Nö wieso? Es obliegt der Eigenverantwortung dieser menschen, ob sie sich dem Konsum hingeben oder diese Sportart betreiben. Das ist macht es ja noch schlimmer, da es eben nichtmal eine unsichtbare Gefahr ist, der man sich offensichtlich nicht bewusst entziehen kann, sondern greifbar und vermeidbar ist.

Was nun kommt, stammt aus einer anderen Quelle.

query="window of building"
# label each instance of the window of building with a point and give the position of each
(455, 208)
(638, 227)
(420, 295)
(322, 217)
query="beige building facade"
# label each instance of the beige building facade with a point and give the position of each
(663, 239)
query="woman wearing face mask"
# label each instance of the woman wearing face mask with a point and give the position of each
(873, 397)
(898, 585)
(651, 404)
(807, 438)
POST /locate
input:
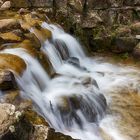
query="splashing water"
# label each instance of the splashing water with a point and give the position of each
(73, 102)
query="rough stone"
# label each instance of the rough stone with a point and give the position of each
(123, 44)
(8, 24)
(12, 62)
(136, 52)
(12, 124)
(7, 80)
(6, 5)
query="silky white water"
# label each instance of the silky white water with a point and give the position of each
(72, 102)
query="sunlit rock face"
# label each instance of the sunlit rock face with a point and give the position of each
(7, 80)
(31, 3)
(13, 63)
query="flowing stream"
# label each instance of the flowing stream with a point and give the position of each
(78, 100)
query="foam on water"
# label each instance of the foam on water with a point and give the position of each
(50, 95)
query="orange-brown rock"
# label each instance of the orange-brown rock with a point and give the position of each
(12, 62)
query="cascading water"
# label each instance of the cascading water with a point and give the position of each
(72, 102)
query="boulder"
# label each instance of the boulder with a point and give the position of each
(11, 37)
(8, 24)
(136, 51)
(12, 124)
(12, 62)
(135, 27)
(7, 80)
(123, 44)
(23, 11)
(1, 2)
(5, 6)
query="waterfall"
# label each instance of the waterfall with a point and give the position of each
(73, 102)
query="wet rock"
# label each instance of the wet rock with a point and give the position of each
(8, 24)
(76, 5)
(88, 81)
(1, 2)
(91, 20)
(74, 61)
(123, 44)
(23, 11)
(135, 28)
(7, 80)
(92, 111)
(11, 37)
(12, 124)
(12, 62)
(52, 135)
(6, 5)
(136, 52)
(123, 32)
(62, 48)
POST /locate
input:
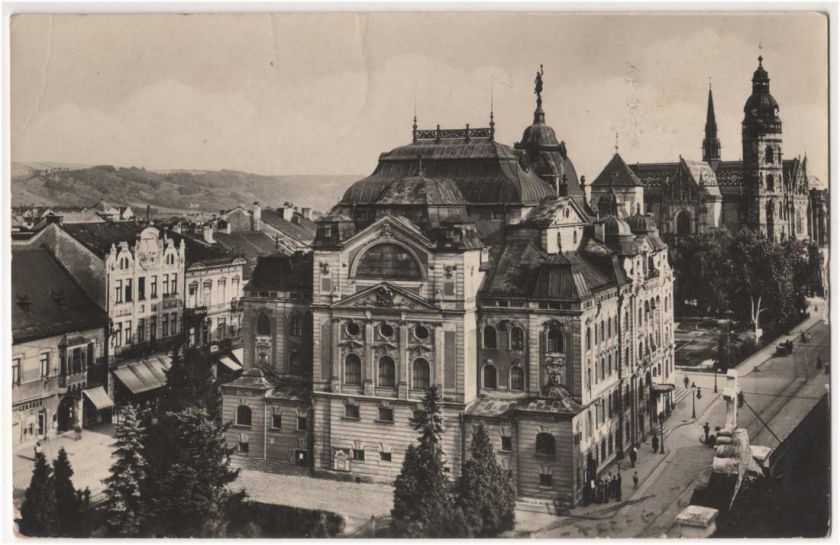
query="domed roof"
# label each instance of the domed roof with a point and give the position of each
(641, 223)
(422, 190)
(614, 226)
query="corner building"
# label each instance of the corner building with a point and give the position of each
(478, 267)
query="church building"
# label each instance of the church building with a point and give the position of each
(477, 267)
(763, 191)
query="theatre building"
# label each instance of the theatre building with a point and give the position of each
(478, 267)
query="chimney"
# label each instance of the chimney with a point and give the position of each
(256, 217)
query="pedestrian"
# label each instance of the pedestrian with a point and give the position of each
(618, 486)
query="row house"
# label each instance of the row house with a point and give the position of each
(57, 353)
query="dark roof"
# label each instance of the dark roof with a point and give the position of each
(99, 237)
(56, 303)
(422, 190)
(617, 174)
(282, 273)
(301, 229)
(485, 171)
(198, 251)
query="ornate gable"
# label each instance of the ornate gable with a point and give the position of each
(386, 296)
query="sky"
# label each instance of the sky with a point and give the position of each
(322, 93)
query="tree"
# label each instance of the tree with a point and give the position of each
(122, 486)
(67, 501)
(38, 511)
(423, 502)
(485, 493)
(189, 382)
(188, 471)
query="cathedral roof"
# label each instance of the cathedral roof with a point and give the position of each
(617, 174)
(484, 171)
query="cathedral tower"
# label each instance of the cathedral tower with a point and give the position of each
(761, 136)
(711, 143)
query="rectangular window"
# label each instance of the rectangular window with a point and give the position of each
(351, 411)
(386, 414)
(45, 365)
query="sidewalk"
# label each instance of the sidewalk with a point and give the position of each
(90, 458)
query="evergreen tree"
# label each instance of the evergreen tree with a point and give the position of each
(122, 486)
(67, 502)
(189, 382)
(485, 492)
(38, 511)
(188, 471)
(423, 502)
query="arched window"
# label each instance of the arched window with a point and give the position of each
(489, 376)
(555, 340)
(386, 372)
(294, 325)
(490, 337)
(420, 371)
(243, 416)
(517, 378)
(263, 324)
(545, 444)
(388, 261)
(352, 370)
(517, 339)
(684, 223)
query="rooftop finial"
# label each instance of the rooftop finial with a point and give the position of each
(539, 115)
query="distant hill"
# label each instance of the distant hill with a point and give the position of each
(57, 184)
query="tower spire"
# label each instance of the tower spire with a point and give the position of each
(711, 143)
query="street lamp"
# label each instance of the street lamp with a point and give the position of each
(693, 404)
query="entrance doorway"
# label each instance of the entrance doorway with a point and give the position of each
(66, 413)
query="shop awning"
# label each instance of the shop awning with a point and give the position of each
(144, 375)
(99, 398)
(228, 362)
(662, 388)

D.h wer eigenverantwortlich das Risiko eingeht, Krankheiten die durch das konsumieren von tabakwaren zu bekommen, oder durch Alkoholkonsum, müsste demnach ebenso eigenverantwortlich das finanzielle Risiko tragen. Genauso wie es hier im Forum von einigen von Menschen fordert, die sich nicht impfen lassen möchten.

FrankenDoM schrieb:
Nein ist es nicht. Es gibt kein Grundrecht im Restaurant oder auf einem Konzert rumzulaufen wie ich will. Sonst könnte ich ja auch nackt kommen. Wie willst Du nicht? Dachte, dass das ein Grundrecht ist...
es ging um den maskenzwang in der Öffentlichkeit in Bezug auf die Grundrechtsdebatte. Nicht um den Besuch in fitnessstudios oder Konzerthallen.